C’est ainsi que, malgré une bonne initiative et une programmation de conférences intéressantes en marge de Design City, l’opportunité de lancer le débat sur ce qu’est vraiment le design et à quoi il peut servir n’a pas été saisie. La seule tentative du parcours Design City qui traite la problématique de l’espace public par une intervention contextuelle dans un lieu spécifique est l’installation autour du Centre Aldringen qui va de toute façon être remplacé dans quelques années par un nouveau bâtiment (et, espérons-le, par les excellentes solutions de mobilier urbain proposées par la nouvelle ligne de tram qui vont avoir un important impact positif sur la ville). Il faut aussi se demander si des ballons roses constituent le message adéquat pour attirer l’attention du public sur les potentialités d’un bon design ; rigolos à première vue, ils soulignent plutôt la tristesse de la place que de proposer une solution à long terme.
Le design ne peut se limiter à la forme, aux couleurs et à la poésie. Ces aspects, néanmoins très importants, doivent plutôt s’intégrer naturellement au design fonctionnel de l’objet – sans cette fonctionnalité (fonctionnalité primaire mais aussi les fonctionnalités périphériques), il s’agit éventuellement plutôt d’art, dans quel cas l’initiative devrait s’appeler Public Art City et non pas Design City. Contrairement à une intervention artistique, il est justement nécessaire dans le design d’établir un cahier des charges avec finesse et de ne pas nécessairement proposer une réponse personnelle du designer. Sans vouloir nier l’influence de l’art sur le design et du design sur l’art, la démarche d’un projet de design et d’un projet artistique reste quand même différente. Un objet fonctionnel existe dans l’interdépendance avec son environnement naturel dans lequel il s’insère et est une intervention parmi beaucoup d’autres qui doivent cohabiter dans le paysage urbain. Sans dire « intégré au paysage urbain », comme il s’agit souvent justement de ce contraste qui valorise l’ensemble, ce qui dépend à nouveau du fameux contexte.

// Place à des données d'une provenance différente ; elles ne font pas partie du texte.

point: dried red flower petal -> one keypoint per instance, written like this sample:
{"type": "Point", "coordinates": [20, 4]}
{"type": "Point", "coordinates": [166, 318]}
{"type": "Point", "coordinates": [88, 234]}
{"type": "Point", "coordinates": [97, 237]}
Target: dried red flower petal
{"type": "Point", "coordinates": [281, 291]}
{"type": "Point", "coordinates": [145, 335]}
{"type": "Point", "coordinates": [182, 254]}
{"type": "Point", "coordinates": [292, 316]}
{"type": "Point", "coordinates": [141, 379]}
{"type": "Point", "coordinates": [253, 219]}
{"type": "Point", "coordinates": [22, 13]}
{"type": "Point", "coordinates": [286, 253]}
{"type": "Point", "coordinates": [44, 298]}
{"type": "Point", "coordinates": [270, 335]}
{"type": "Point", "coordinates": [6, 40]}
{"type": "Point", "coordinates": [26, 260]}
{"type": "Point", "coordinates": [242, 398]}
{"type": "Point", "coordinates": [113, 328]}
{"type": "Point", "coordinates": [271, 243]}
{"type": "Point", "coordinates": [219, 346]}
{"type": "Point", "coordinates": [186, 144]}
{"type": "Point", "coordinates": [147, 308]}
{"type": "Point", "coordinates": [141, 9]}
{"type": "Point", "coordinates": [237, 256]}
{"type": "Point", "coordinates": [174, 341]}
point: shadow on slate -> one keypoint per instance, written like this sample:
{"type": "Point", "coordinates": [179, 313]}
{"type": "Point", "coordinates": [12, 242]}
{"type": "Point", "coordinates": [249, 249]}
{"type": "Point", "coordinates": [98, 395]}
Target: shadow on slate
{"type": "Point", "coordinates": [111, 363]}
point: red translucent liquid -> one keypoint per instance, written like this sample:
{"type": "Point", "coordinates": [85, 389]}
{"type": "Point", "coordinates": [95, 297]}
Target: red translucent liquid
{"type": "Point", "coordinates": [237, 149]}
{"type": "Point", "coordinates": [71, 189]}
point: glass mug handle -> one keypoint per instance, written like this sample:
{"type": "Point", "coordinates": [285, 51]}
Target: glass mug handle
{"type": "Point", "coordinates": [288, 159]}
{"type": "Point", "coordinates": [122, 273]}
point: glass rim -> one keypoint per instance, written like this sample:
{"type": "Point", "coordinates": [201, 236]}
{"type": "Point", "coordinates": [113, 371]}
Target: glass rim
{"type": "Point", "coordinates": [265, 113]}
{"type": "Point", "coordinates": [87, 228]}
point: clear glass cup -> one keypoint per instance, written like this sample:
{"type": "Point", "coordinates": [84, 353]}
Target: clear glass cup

Finalement, même si de nouveaux projets de design peuvent certainement améliorer le paysage urbain et l’expérience en ville, le design doit non seulement identifier le contexte actuel afin de développer de nouveaux objets mais doit aussi identifier la qualité de l’existant, le cultiver, le soigner et le célébrer. Ce qui vaut tout aussi bien pour les éléments publics que pour les éléments privés de l’environnement urbain. Trop souvent encore c’est une certaine ignorance qui « jette » les éléments de notre héritage culturel, même apparemment de moindre importance, ou qui fait qu’ils sont victime d’une rénovation hors contexte, allant des vieux (et moins vieux) portails et portes de maisons jusqu’à la ferronnerie d’art, les balustrades, vitrines de magasins etc. Il est important de conserver l’existant et l’héritage et de le combiner harmonieusement avec le nouveau. Ce qui ne signifie évidemment pas qu’il faut déployer du faux traditionnel ou du mobilier urbain pastiche.
Bref, il s’agit d’un débat important et il n’y a pas de formule magique. Il faut cependant se féliciter que la sensibilisation du design dans l’espace public est lancé par le Mudam avec cette édition 0 de Design City et que cet espace que nous partageons en communauté connaîtra l’évolution qu’il mérite.